Private State Tokens — un mécanisme anti-fraude qui permet à un serveur d’émettre un jeton cryptographique vers un navigateur, qui peut ensuite présenter ce jeton sur un autre site pour prouver qu’il a été précédemment vérifié. Le cas d’usage est la détection de bots et la prévention de la fraude, pas la publicité.
Aucune de ces trois technologies ne restaure le ciblage au niveau de l’audience ou l’attribution complète. Elles résolvent des problèmes étroits et spécifiques qui étaient des dommages collatéraux des plans de dépréciation des cookies. Ce ne sont pas des remplacements pour les capacités publicitaires que les API retirées étaient censées fournir.

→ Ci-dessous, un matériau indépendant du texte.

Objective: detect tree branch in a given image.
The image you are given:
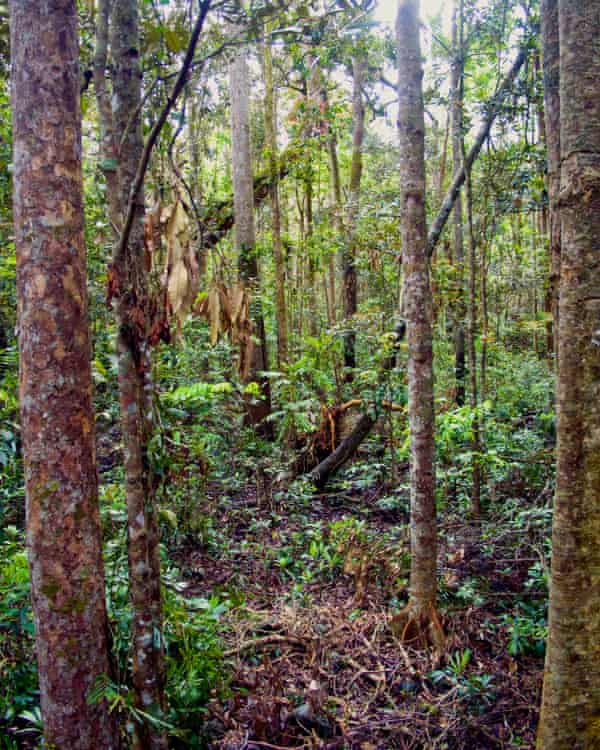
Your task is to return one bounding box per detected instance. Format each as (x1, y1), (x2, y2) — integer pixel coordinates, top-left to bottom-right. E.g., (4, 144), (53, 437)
(427, 40), (530, 258)
(115, 0), (212, 262)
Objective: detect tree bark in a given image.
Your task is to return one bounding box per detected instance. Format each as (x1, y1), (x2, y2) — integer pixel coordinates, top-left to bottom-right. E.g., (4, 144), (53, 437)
(342, 57), (366, 382)
(10, 0), (118, 750)
(263, 30), (288, 368)
(537, 0), (600, 750)
(110, 0), (167, 750)
(450, 0), (466, 406)
(541, 0), (560, 366)
(396, 0), (437, 619)
(461, 161), (481, 524)
(427, 42), (529, 257)
(229, 44), (271, 432)
(308, 414), (375, 488)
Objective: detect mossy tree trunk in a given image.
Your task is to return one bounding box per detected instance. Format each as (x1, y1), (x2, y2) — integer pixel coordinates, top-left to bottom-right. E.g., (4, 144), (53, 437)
(263, 27), (288, 367)
(342, 56), (366, 382)
(396, 0), (437, 619)
(229, 42), (271, 431)
(10, 0), (118, 750)
(537, 0), (600, 750)
(451, 0), (466, 406)
(110, 0), (167, 750)
(541, 0), (560, 365)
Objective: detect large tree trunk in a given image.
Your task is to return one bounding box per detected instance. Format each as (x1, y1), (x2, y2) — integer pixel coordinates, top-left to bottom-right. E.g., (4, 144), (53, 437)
(263, 27), (288, 367)
(427, 45), (529, 257)
(110, 0), (167, 750)
(396, 0), (437, 621)
(10, 0), (118, 750)
(538, 0), (600, 750)
(342, 57), (366, 382)
(541, 0), (560, 366)
(229, 50), (271, 431)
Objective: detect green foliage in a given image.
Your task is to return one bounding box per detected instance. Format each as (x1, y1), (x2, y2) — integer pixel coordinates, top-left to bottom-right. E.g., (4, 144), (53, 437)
(0, 526), (39, 736)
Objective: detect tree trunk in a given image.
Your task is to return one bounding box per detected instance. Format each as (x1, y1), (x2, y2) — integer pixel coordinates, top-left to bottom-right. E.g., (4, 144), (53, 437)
(263, 31), (288, 368)
(537, 0), (600, 750)
(451, 0), (466, 406)
(304, 167), (319, 338)
(342, 57), (366, 382)
(110, 0), (167, 750)
(10, 0), (118, 750)
(541, 0), (560, 366)
(229, 44), (271, 432)
(427, 41), (529, 257)
(308, 414), (375, 488)
(396, 0), (437, 620)
(462, 164), (481, 524)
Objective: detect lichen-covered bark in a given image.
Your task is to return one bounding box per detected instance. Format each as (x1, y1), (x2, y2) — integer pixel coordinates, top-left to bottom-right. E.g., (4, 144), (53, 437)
(450, 0), (466, 406)
(263, 32), (288, 367)
(110, 0), (167, 750)
(396, 0), (437, 613)
(10, 0), (117, 750)
(342, 57), (366, 381)
(538, 0), (600, 750)
(540, 0), (560, 363)
(229, 51), (271, 431)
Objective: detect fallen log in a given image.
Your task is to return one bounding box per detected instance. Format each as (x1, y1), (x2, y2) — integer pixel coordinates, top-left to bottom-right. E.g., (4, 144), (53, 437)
(308, 414), (377, 489)
(198, 145), (301, 255)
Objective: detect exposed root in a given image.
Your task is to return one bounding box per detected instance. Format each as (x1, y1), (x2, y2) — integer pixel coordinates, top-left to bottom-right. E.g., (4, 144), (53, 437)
(390, 604), (446, 652)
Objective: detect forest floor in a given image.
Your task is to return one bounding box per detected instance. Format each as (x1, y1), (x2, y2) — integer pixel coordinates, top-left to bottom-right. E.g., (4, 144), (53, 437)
(177, 476), (548, 750)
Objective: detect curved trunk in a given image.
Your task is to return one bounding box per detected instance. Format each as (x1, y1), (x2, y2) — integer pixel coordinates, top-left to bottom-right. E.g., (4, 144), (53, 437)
(342, 57), (366, 382)
(541, 0), (560, 366)
(229, 51), (271, 431)
(10, 0), (118, 750)
(263, 30), (288, 367)
(110, 0), (167, 750)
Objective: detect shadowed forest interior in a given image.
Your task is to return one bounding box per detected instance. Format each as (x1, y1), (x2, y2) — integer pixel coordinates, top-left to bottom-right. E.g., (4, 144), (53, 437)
(0, 0), (600, 750)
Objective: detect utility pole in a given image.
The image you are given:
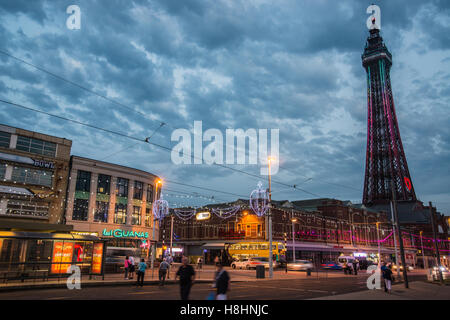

Implications pour l’infrastructure de tracking
Les cookies tiers restent activés dans Chrome (~67 % de part de marché mondiale) mais sont restreints dans Safari et Firefox. Les API Privacy Sandbox qui étaient destinées à remplacer le ciblage et l’attribution basés sur les cookies ont été retirées. Aucun remplacement natif au navigateur n’est en développement. Le consensus de l’industrie s’est orienté vers l’infrastructure server-side et les stratégies de données first-party comme voie viable à long terme.
L’exception Chrome
La part de marché mondiale de Chrome (~67 %) permet toujours le tracking traditionnel cross-site par cookies. Les cookies tiers restent activés par défaut, et Google n’a pas de plans pour changer cela. Pour les annonceurs qui ne regardent que les chiffres agrégés, la permissivité de Chrome rend la situation gérable en apparence.
Mais l’analyse s’effondre quand on examine des segments d’audience spécifiques. Les sites avec une exposition significative à Safari (tout site avec un trafic mobile substantiel ou des utilisateurs de l’écosystème Apple), les utilisateurs Firefox, et les 31,5 % des internautes utilisant des bloqueurs de publicités sont tous en dehors de la protection de Chrome. Et même les utilisateurs Chrome sont affectés quand ils effacent leurs cookies, utilisent le mode incognito ou changent d’appareil.
Le support continu de Chrome pour les cookies tiers n’est pas non plus garanti indéfiniment. Google a choisi de ne pas les déprécier en 2025, mais l’environnement réglementaire — notamment dans l’UE — continue de pousser vers une gestion plus restrictive des cookies. Le règlement ePrivacy (s’il passe un jour) ou une réglementation future des navigateurs pourrait changer le comportement de Chrome indépendamment des préférences de Google.
L’implication pratique
La réponse technique aux restrictions des navigateurs est l’infrastructure server-side : cookies first-party définis côté serveur pour la récupération de la durée de vie des cookies, tag management côté serveur pour le contrôle des données et le contournement des bloqueurs, et les approches de résolution d’identité pour les scénarios où les cookies ne peuvent pas fonctionner.
Avec les API Privacy Sandbox retirées, aucun remplacement natif au navigateur n’est disponible pour les capacités de tracking que Safari, Firefox et Brave ont restreintes. L’infrastructure server-side est l’architecture qui fonctionne dans le paysage actuel des navigateurs. Les stacks de tracking uniquement client-side n’ont pas de mise à jour de navigateur en attente qui résoudra leurs lacunes de couverture.